Emna Belhaj Yahia
Le public était là, nombreux et attentif, à l'écoute de ces écrivaines venues de plusieurs pays, métamorphosées pour l'occasion en actrices, les unes jouant le rôle d'autrices accusées qui se défendent, les autres celui d'accusatrices, de procureures, de témoins à charge ou à décharge, de juges et d'expertes dans tel ou tel domaine, de présidente du tribunal... Toutes les scènes s'inscrivaient dans le jeu théâtral, dans le fictif, bien sûr. Mais les rôles étaient si bien joués qu'on se croyait dans la vie réelle traditionnelle, au temps où l'écrit était encore la chasse gardée de l'homme, où les voix autorisées étaient masculines, où la voix et l'imaginaire des femmes n'avaient pu accéder à la production littéraire ou scientifique, où leur univers, leurs idées et leurs émotions, ce qu'elles savaient et ce qu'elles vivaient, tout était quasiment enfoui dans le silence, car cela ne s'écrivait pas, ou si peu.

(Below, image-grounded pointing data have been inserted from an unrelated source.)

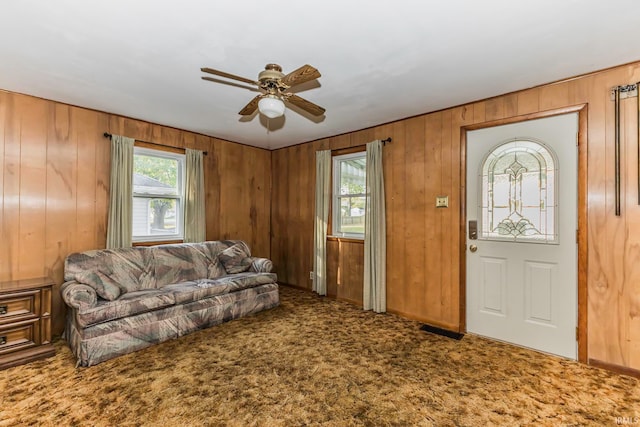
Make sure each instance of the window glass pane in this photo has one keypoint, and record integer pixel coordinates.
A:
(155, 216)
(349, 195)
(518, 193)
(157, 195)
(351, 215)
(352, 176)
(155, 175)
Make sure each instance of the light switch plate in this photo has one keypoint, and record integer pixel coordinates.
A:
(442, 202)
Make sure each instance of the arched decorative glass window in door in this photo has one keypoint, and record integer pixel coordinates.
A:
(518, 193)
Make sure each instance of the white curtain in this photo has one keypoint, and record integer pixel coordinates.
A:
(323, 197)
(120, 223)
(194, 209)
(375, 245)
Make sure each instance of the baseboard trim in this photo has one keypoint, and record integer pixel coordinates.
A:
(289, 285)
(444, 332)
(623, 370)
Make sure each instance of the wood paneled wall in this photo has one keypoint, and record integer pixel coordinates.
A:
(54, 181)
(423, 255)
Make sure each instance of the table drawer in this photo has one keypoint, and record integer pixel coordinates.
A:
(19, 336)
(19, 305)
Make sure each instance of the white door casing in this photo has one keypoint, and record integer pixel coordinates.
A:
(518, 291)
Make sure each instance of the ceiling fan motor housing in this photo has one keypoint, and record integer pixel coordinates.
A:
(271, 72)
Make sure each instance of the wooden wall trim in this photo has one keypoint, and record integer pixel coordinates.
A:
(623, 370)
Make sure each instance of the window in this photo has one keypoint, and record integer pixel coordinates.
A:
(349, 195)
(519, 196)
(158, 192)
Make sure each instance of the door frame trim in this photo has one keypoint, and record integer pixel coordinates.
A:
(582, 144)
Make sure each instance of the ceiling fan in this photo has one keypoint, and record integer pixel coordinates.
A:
(274, 85)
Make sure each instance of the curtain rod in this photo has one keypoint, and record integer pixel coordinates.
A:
(108, 135)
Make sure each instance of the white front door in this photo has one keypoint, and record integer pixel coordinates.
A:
(522, 263)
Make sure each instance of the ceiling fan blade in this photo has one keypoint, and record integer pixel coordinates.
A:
(227, 75)
(307, 106)
(211, 79)
(251, 107)
(301, 75)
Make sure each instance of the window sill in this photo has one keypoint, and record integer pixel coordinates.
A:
(158, 242)
(345, 239)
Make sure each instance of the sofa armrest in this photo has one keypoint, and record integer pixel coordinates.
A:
(78, 295)
(261, 265)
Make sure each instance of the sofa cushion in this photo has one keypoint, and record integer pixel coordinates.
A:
(103, 285)
(131, 269)
(235, 259)
(128, 304)
(180, 262)
(195, 290)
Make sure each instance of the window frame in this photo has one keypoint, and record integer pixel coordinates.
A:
(334, 218)
(179, 156)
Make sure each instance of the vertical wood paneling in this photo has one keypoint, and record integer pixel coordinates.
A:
(54, 181)
(432, 218)
(415, 228)
(423, 257)
(33, 186)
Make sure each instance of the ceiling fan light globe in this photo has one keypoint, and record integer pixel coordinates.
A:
(271, 106)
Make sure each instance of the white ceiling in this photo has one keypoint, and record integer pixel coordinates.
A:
(380, 60)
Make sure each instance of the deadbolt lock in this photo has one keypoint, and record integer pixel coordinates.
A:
(473, 230)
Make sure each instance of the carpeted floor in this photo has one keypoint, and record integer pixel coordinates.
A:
(316, 361)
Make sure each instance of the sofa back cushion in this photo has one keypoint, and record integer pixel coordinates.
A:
(215, 250)
(129, 269)
(181, 262)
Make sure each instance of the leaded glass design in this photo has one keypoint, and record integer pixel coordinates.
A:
(518, 193)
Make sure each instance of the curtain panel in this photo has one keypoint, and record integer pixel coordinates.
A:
(375, 245)
(119, 228)
(323, 197)
(194, 209)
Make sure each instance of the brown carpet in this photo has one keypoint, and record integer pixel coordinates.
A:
(316, 361)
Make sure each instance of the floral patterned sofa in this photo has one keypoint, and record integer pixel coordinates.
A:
(123, 300)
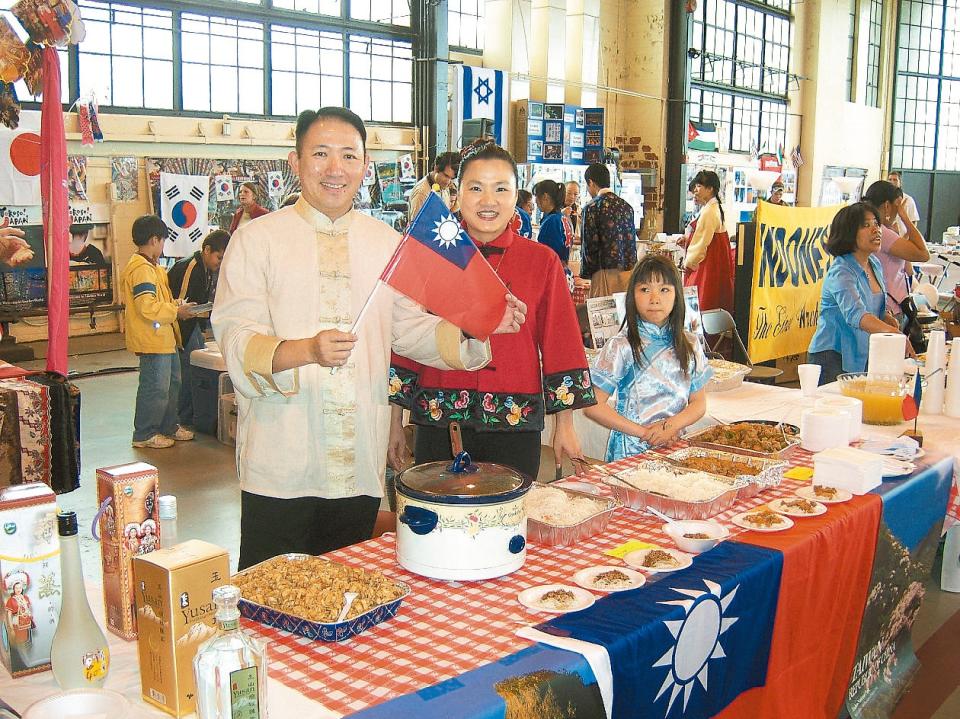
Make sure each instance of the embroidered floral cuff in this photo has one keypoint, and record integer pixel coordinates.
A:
(403, 384)
(568, 390)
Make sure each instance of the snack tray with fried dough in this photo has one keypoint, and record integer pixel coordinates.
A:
(324, 631)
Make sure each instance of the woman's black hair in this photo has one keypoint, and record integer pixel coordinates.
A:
(486, 149)
(845, 226)
(554, 190)
(882, 191)
(711, 179)
(660, 268)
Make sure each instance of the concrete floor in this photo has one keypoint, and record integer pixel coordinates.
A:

Dans ce Procès, le discours dépréciateur était arrogant, menaçant, et s'appuyait sur les valeurs d'un long passé patriarcal. Face à lui, l'argumentation déployée par les écrivaines pour défendre l'écriture des femmes qui osent lever le voile, mettre à nu l'organisation sociale et culturelle qui les exclut, tente de les invisibiliser, leur fait subir toutes les formes de violences était puissante, énergique et sans concessions. Cette argumentation marquait surtout une rupture avec la victimisation, lui préférant de loin une parole libre et créatrice, la vision d'un monde différent que les écrits des femmes construisent, que leurs mots inventent et auquel ils réussissent à prêter sens.
Ainsi, ce qui se dessine en filigrane de ce « Procès » et comme en contrepoint, c'est l'image prégnante d'une femme décidée à prendre en main son destin, qui ne peut vivre en harmonie avec l'homme que dans l'égalité.
Et ce qui rehausse cette performance du Parlement des écrivaines francophones, c'est son aspect flamboyant et multicolore, résultat de la grande diversité des approches, des horizons et des sensibilités d'autrices venant des quatre coins du monde, que l'écriture en français rapproche dans leur expérience littéraire, et qui cherchent, chacune à sa façon et à travers ses propres mots, les portes d'entrée possibles dans le vaste monde de la vie et de la liberté.
Les écrivaines qui ont participé au Procès : Marie-Rose Abomo-Maurin (Cameroun) ; José-Marie Alie (Martinique) ; Emna Belhj Yahia (Tunisie) ; Sophie Bessis (Tunisie) ; Catherine Cusset (France) ; Sedef Ecer (Turquie) ; Hella Fekki (Tunisie) ; Frédérique Lantieri (France) ; Viktor Lazlo (Martinique) ; Georgia Makhlouf (Liban) ; Emeline Pierre (Canada/Guadeloupe) ; Faouzia Zouari (Tunisie).